Ao STF, o PGR lembra que a atividade de ensino não é uma via de mão única, e que a educação é um direito fundamental dos cidadãos, sendo dever do Estado provê-la de forma a garantir o pleno desenvolvimento da pessoa e seu preparo para o exercício da cidadania, o que abrange o respeito à diversidade religiosa, política, cultural e étnica. Para ele, a lei alagoana, ao restringir o debate nas escolas, "despreza a capacidade reflexiva dos alunos, como se eles fossem apenas sujeitos passivos do processo de aprendizagem". "Tomar o estudante como tábula rasa a ser preenchida unilateralmente com o conteúdo exposto pelo docente é rejeitar a dinâmica própria do processo de aprendizagem", conclui.

No parecer, Janot argumenta, ainda, que o programa "Escola Livre" afronta o princípio da proporcionalidade, visto que sacrifica as liberdades de expressão e educacional por meio de proibições genéricas, capazes de transformar estabelecimentos de ensino em comitês de controle de ideias debatidas em ambiente escolar. Ele alerta que a implantação da lei vai criar uma constante vigilância sobre o professor, sufocando o ambiente acadêmico e impedindo que cada indivíduo possa formar suas próprias convicções.

"Não se pretende negar a possibilidade de abusos no exercício do direito fundamental à liberdade de expressão docente. Para combater exercício abusivo da docência, contudo, há mecanismos próprios no ordenamento", lembra Janot. Nesse sentido, ele cita que o Código de Ética Funcional e o Regime Jurídico Único dos Servidores Públicos Civis do Estado de Alagoas já preveem faltas funcionais e sanções aos servidores, incluindo os professores, que cometam abusos no exercício de suas funções.

Competência - No parecer encaminhado nas ADIs, o PGR sustenta também que a competência para legislar sobre diretrizes e bases da educação nacional é privativa da União. O próprio STF tem esse entendimento firmado em jurisprudência. A competência dos estados para legislar é admitida apenas quando não há norma geral federal, o que não ocorre na matéria.
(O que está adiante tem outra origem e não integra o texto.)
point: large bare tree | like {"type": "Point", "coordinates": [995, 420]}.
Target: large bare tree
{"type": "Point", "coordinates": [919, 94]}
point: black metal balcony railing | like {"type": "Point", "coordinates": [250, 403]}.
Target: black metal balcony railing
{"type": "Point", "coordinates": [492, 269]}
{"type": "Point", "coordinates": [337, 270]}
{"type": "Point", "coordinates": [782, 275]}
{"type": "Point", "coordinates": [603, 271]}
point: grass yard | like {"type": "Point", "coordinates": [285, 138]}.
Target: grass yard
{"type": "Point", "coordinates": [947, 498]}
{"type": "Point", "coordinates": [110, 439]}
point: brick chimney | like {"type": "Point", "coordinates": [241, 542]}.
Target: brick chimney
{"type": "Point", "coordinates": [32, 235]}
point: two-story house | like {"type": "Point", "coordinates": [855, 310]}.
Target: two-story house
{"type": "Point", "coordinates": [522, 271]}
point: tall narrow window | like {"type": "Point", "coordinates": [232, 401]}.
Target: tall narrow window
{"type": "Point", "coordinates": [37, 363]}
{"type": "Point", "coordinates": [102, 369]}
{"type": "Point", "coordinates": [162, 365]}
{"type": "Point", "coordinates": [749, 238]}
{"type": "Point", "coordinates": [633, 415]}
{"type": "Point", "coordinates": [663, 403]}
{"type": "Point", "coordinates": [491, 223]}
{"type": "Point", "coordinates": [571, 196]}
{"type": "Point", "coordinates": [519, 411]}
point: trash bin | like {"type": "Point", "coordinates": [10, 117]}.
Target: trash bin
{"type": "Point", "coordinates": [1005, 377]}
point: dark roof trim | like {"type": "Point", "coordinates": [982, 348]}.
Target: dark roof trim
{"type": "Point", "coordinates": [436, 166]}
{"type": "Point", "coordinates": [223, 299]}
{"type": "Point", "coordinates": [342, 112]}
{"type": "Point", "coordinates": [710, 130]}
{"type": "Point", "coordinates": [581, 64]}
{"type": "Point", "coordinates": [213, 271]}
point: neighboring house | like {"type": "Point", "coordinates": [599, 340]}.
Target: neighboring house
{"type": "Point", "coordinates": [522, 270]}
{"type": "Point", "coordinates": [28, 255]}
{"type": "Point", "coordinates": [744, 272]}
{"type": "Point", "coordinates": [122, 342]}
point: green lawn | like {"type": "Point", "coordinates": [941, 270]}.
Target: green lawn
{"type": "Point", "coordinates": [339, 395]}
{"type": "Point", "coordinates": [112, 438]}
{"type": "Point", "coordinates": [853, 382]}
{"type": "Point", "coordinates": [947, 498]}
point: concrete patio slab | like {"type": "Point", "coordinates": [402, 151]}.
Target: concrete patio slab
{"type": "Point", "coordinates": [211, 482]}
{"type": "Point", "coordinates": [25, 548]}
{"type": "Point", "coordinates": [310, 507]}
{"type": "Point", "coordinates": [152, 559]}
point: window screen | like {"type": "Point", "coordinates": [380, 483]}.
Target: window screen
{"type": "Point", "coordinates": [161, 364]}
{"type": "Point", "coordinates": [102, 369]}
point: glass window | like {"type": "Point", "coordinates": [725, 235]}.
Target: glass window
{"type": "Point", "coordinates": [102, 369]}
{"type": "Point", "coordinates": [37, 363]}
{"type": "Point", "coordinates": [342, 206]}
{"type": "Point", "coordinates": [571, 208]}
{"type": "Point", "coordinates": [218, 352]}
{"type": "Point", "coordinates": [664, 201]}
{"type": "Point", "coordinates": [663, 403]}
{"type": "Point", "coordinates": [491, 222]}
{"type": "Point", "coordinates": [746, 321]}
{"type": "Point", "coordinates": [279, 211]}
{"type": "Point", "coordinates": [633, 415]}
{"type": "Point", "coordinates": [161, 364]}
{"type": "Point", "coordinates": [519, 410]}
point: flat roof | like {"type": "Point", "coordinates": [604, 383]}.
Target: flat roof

As diretrizes e bases da educação nacional estão definidas na Lei 9.394, de 1996, que inclui nos princípios norteadores do ensino brasileiro o respeito à liberdade e o apreço à tolerância, além da vinculação entre educação escolar, trabalho e práticas sociais, considerando a diversidade étnico-racial. "Não caberia ao Legislativo de Alagoas inovar no ordenamento jurídico e prever princípios gerais para a educação, mormente quando distintos daqueles da lei nacional", afirma o PGR.

Além disso, segundo Janot, tratados internacionais, como o Pacto Internacional sobre Direitos Econômicos, Sociais e Culturais (PIDESC), preveem que o desenvolvimento da personalidade, da dignidade humana e o respeito pelos direitos fundamentais não podem ser ignorados, nem sequer por escolas privadas e confessionais. Nesse, sentido, o PGR conclui que, entre a vedação apriorística de conteúdos e a liberdade de ensino, a segunda opção deve prevalecer.